Most workers walked out at Gold Field’s South Deep Mine, said Sven Lunsche, a company spokesman told Bloomberg.
The companies had made a final offer to raise the pay of about 140,000 workers by 6 percent to 6.5 percent, Harmony Gold Mining Co. chief executive officer Graham Briggs said Aug. 29. The NUM wants as much as a 60 percent increase in starting salaries.
Strikes may cost the industry about 349 million rand ($34 million) a day in revenue, with the total cost of the action including lost wages and taxes reaching 597 million rand a day, the Chamber of Mines said. Workers in the automotive, construction and aviation industries have already gone on strike to demand pay gains in excess of the inflation rate of 6.3 percent in July.

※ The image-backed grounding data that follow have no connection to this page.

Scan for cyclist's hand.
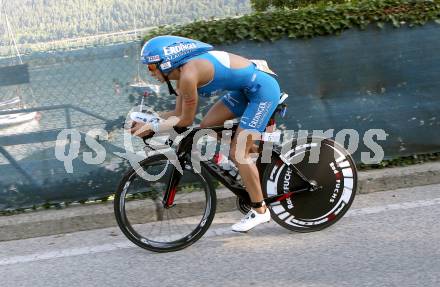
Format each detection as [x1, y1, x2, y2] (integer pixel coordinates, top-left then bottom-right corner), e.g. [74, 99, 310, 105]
[130, 122, 153, 138]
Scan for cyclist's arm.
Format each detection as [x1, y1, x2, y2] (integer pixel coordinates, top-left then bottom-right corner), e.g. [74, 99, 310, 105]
[174, 72, 198, 127]
[131, 75, 198, 137]
[158, 81, 183, 119]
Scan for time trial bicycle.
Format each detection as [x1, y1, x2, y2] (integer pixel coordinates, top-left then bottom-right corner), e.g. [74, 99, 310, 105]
[114, 93, 357, 252]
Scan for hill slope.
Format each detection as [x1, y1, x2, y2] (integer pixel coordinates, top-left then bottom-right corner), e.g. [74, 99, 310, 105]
[1, 0, 250, 44]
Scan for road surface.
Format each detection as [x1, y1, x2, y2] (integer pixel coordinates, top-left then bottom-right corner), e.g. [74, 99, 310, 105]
[0, 184, 439, 287]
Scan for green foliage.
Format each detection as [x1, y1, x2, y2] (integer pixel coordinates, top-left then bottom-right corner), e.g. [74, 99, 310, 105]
[144, 0, 440, 44]
[250, 0, 348, 11]
[0, 0, 251, 45]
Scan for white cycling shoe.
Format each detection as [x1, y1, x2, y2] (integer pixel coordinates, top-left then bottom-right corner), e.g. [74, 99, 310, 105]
[231, 207, 271, 233]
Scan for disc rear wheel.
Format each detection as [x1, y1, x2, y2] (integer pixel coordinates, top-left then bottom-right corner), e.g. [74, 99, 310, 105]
[263, 137, 357, 232]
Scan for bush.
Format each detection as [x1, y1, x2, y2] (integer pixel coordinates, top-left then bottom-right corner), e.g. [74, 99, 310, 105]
[144, 0, 440, 44]
[250, 0, 348, 11]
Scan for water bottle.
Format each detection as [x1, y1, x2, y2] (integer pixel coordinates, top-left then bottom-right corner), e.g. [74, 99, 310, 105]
[214, 153, 241, 180]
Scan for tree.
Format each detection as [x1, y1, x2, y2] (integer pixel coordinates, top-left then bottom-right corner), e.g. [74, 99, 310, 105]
[250, 0, 347, 11]
[1, 0, 251, 45]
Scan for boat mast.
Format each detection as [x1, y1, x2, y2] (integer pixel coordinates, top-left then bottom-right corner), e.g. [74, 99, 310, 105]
[1, 0, 38, 107]
[2, 2, 23, 64]
[134, 0, 141, 81]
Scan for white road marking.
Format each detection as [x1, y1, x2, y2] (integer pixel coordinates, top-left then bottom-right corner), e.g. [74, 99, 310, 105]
[345, 197, 440, 217]
[1, 197, 440, 266]
[0, 242, 133, 266]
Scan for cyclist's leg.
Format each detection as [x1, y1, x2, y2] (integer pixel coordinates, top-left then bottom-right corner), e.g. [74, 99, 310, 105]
[230, 125, 273, 232]
[231, 126, 264, 202]
[200, 91, 247, 128]
[231, 71, 280, 214]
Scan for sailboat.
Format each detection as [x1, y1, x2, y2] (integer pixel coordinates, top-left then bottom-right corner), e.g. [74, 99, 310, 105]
[0, 2, 39, 128]
[0, 97, 39, 127]
[128, 7, 161, 96]
[129, 75, 161, 95]
[0, 96, 20, 108]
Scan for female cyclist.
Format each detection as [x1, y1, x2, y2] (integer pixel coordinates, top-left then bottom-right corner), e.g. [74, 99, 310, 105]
[131, 35, 281, 232]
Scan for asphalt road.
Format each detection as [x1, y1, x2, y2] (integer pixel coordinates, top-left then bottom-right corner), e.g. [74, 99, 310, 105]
[1, 184, 439, 287]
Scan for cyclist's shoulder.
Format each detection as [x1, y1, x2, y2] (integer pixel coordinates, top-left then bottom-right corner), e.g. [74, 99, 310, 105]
[179, 64, 199, 80]
[179, 62, 210, 87]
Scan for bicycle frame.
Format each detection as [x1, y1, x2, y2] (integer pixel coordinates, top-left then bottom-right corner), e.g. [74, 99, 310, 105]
[144, 105, 318, 209]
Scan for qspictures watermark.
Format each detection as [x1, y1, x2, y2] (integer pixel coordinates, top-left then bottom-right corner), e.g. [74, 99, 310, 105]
[54, 124, 388, 181]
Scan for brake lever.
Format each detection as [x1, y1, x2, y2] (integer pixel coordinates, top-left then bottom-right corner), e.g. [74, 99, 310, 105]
[142, 133, 155, 145]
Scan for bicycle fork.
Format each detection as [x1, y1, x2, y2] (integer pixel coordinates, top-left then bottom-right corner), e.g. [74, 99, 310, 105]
[162, 165, 182, 208]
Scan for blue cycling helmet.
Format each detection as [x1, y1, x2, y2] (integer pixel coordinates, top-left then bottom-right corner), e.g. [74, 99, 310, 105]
[141, 35, 213, 74]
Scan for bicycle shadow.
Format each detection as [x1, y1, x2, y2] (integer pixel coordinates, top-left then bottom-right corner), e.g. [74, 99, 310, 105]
[196, 212, 297, 249]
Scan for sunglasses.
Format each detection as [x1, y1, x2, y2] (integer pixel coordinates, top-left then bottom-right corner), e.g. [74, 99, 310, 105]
[148, 64, 157, 72]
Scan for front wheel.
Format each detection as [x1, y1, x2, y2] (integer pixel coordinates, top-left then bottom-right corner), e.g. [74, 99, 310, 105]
[114, 154, 216, 252]
[262, 137, 357, 232]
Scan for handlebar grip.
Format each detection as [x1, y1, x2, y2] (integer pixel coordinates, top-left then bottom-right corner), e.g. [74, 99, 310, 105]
[142, 132, 155, 145]
[173, 126, 189, 134]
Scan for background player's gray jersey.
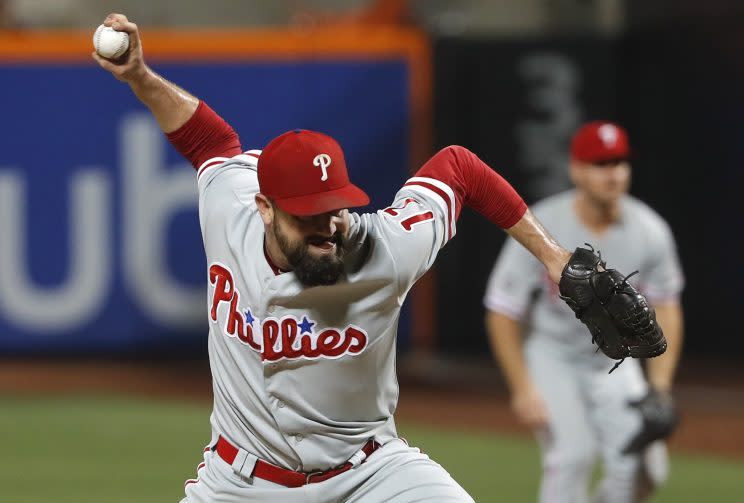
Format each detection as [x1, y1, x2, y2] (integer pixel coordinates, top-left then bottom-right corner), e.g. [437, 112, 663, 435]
[196, 152, 457, 472]
[484, 190, 684, 365]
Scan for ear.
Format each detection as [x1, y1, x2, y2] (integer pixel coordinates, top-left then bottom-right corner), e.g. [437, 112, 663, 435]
[255, 193, 274, 225]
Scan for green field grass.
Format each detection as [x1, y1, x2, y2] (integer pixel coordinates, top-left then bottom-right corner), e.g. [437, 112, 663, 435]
[0, 396, 742, 502]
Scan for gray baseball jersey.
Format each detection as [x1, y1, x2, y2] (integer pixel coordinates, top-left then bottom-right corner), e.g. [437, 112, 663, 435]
[484, 189, 684, 364]
[483, 190, 683, 503]
[197, 150, 457, 472]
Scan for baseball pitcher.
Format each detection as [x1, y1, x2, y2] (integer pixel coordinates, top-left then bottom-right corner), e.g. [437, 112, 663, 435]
[94, 14, 667, 502]
[484, 122, 684, 503]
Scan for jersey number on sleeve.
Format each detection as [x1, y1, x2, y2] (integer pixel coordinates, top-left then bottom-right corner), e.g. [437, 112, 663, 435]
[383, 198, 434, 232]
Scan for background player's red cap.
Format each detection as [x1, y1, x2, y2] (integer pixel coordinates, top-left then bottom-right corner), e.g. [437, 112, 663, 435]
[570, 121, 631, 164]
[258, 129, 370, 216]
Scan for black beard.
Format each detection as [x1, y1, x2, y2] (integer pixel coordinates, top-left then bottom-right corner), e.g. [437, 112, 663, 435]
[273, 223, 346, 287]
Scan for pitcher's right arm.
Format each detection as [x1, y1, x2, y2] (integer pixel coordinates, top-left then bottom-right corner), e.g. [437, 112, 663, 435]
[92, 13, 241, 168]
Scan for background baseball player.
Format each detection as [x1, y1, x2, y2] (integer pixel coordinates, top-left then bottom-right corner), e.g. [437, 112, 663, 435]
[484, 121, 684, 503]
[92, 13, 623, 502]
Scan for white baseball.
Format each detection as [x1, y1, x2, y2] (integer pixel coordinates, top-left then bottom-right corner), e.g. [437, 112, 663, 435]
[93, 24, 130, 59]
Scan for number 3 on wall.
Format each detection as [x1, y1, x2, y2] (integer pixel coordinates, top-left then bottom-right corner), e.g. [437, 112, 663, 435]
[383, 198, 434, 232]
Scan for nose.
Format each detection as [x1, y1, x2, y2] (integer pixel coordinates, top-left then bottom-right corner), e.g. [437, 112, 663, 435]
[314, 211, 339, 236]
[326, 214, 338, 236]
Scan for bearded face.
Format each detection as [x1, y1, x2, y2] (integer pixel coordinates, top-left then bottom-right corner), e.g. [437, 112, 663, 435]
[271, 211, 347, 287]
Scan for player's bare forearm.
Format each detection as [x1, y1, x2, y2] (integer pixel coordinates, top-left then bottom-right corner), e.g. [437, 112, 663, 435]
[92, 13, 199, 133]
[505, 209, 571, 284]
[127, 69, 199, 133]
[647, 301, 684, 392]
[485, 311, 532, 394]
[487, 311, 550, 428]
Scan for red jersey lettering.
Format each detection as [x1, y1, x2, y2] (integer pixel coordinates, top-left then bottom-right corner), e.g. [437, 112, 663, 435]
[209, 262, 369, 361]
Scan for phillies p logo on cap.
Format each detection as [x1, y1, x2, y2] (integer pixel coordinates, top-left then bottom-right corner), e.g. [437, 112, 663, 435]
[313, 154, 332, 182]
[597, 124, 619, 147]
[258, 130, 369, 216]
[570, 121, 631, 164]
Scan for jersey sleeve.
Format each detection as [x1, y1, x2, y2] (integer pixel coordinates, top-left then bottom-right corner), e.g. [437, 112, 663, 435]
[197, 149, 261, 193]
[166, 100, 243, 172]
[483, 237, 543, 320]
[197, 150, 261, 228]
[163, 100, 260, 249]
[640, 219, 685, 304]
[414, 146, 527, 229]
[166, 100, 261, 217]
[370, 177, 455, 294]
[370, 145, 527, 295]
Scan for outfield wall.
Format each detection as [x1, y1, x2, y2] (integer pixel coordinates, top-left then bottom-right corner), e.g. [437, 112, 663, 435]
[0, 28, 431, 354]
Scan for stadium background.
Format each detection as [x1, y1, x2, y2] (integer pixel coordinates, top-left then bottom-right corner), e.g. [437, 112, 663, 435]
[1, 1, 742, 501]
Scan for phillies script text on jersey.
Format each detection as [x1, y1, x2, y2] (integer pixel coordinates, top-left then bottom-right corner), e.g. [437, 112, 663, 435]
[209, 263, 368, 361]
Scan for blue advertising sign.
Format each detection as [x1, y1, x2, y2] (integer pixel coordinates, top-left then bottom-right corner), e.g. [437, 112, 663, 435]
[0, 61, 411, 353]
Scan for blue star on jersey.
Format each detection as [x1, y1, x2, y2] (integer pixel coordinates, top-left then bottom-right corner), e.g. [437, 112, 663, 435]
[298, 316, 315, 334]
[241, 309, 312, 333]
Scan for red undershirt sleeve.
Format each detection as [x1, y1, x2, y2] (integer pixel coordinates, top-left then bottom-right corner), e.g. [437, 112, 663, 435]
[413, 145, 527, 229]
[165, 101, 242, 170]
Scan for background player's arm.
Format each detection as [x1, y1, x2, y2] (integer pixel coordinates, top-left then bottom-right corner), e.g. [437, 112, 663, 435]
[483, 237, 548, 427]
[485, 311, 548, 427]
[640, 219, 685, 393]
[92, 13, 198, 133]
[647, 301, 684, 393]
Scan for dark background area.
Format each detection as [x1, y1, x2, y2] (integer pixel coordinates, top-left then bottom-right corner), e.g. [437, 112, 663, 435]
[1, 0, 741, 364]
[434, 8, 743, 360]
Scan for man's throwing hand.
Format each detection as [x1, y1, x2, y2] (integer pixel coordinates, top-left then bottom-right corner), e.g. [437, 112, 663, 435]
[91, 13, 146, 83]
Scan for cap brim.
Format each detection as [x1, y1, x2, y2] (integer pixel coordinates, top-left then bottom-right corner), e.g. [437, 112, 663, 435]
[273, 183, 370, 216]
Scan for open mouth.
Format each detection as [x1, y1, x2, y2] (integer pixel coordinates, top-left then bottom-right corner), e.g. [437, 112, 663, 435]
[307, 235, 338, 251]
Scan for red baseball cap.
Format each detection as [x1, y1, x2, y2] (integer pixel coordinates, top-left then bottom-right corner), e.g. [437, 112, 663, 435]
[258, 129, 370, 216]
[570, 121, 631, 164]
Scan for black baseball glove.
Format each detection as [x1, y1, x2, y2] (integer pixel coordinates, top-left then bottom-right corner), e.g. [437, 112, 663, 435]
[622, 389, 680, 454]
[558, 245, 667, 372]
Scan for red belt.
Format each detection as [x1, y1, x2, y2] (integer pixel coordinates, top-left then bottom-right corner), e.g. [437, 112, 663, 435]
[215, 435, 380, 488]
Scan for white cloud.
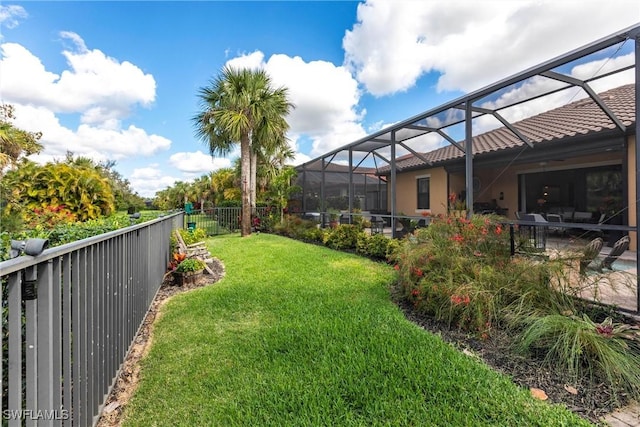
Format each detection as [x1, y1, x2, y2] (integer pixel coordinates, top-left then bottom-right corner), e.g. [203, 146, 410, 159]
[344, 0, 640, 96]
[0, 5, 27, 30]
[130, 166, 180, 198]
[225, 50, 368, 158]
[1, 34, 170, 165]
[0, 33, 156, 121]
[169, 150, 232, 174]
[11, 104, 171, 162]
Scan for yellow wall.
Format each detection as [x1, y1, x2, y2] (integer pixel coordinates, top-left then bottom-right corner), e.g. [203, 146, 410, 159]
[391, 167, 449, 216]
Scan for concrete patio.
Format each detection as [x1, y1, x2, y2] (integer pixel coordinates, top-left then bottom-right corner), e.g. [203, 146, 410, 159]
[545, 236, 638, 313]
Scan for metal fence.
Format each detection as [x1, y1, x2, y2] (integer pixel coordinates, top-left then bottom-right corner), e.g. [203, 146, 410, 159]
[184, 207, 271, 235]
[1, 212, 184, 426]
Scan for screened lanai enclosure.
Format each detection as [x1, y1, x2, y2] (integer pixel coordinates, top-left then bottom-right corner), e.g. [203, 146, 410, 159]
[292, 160, 387, 214]
[293, 24, 640, 312]
[294, 24, 639, 229]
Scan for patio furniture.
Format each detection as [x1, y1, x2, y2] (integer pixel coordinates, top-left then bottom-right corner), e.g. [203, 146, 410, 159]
[370, 217, 385, 235]
[519, 214, 548, 250]
[545, 213, 565, 235]
[573, 211, 593, 222]
[580, 237, 604, 273]
[597, 235, 630, 271]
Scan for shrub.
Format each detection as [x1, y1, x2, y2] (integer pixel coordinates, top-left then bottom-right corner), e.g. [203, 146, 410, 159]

Entry-level underground miners earn 5,000 rand a month before housing allowances and bonuses, according to the chamber.
The NUM is seeking a jump to 8,000 rand, the Association of Mineworkers and Construction Union, the second-biggest labor group representing gold miners, is demanding an increase to 12,500 rand a month, and Solidarity wants an 8.3 percent gain.
UASA, a group that represents almost 7 percent of gold miners, is the only union that said it’s ready to take the employers’ offer.
Solidarity, representing more than 2 percent of employees, won’t do the work of any striking NUM members or participate in essential services, during the biggest union’s action, General Secretary Gideon du Plessis said in an Aug. 30 interview with Bloomberg.
The AMCU, whose members make up about 17 percent of workers in the gold industry, is in talks with them over what action to take, President Joseph Mathunjwa said in a phone interview. “A strike, to AMCU, is the last resort,” Mathunjwa said.
The FTSE/JSE Africa Gold Mining Index is down 43 percent in 2013.
Unions declared a dispute with coal producers on Aug. 12 and their negotiations have moved into arbitration.
Among South African mining industries, coal is the least at risk of strikes, with a 50 percent chance of action, compared with 60 percent in the platinum business, Mark Rosenberg, an Africa analyst at Eurasia Group, said in an Aug. 28 report.